Protein-coding gene in the species Homo sapiens

V-type proton ATPase subunit C 1 is an enzyme that in humans is encoded by the ATP6V1C1 gene.

This gene encodes a component of vacuolar ATPase (V-ATPase), a multisubunit enzyme that mediates acidification of intracellular compartments of eukaryotic cells. V-ATPase dependent acidification is necessary for such intracellular processes as protein sorting, zymogen activation, receptor-mediated endocytosis, and synaptic vesicle proton gradient generation. V-ATPase is composed of a cytosolic V1 domain and a transmembrane V0 domain. The V1 domain consists of three A and three B subunits, two G subunits plus the C, D, E, F, and H subunits.

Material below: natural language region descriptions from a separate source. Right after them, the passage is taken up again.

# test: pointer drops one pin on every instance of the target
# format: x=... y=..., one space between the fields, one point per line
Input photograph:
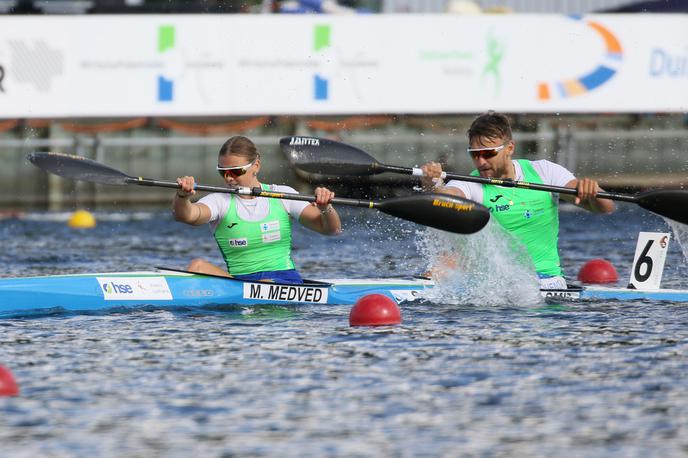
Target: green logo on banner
x=321 y=37
x=495 y=54
x=165 y=38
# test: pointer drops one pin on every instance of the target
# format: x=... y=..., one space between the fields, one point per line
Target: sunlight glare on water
x=481 y=268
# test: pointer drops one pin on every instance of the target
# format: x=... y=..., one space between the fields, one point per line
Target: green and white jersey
x=531 y=216
x=253 y=235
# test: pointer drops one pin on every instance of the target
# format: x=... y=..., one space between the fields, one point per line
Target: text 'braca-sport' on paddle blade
x=441 y=211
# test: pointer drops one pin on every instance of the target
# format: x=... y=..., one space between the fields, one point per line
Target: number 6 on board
x=648 y=263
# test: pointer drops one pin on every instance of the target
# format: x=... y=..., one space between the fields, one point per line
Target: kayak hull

The V1 domain contains the ATP catalytic site. The V0 domain consists of five different subunits: a, c, c', c, and d. Additional isoforms of many of the V1 and V0 subunit proteins are encoded by multiple genes or alternatively spliced transcript variants. This gene is one of two genes that encode the V1 domain C subunit proteins and is found ubiquitously. This C subunit is analogous but not homologous to gamma subunit of F-ATPases. Previously, this gene was designated ATP6D.

In melanocytic cells ATP6V1C1 gene expression may be regulated by MITF.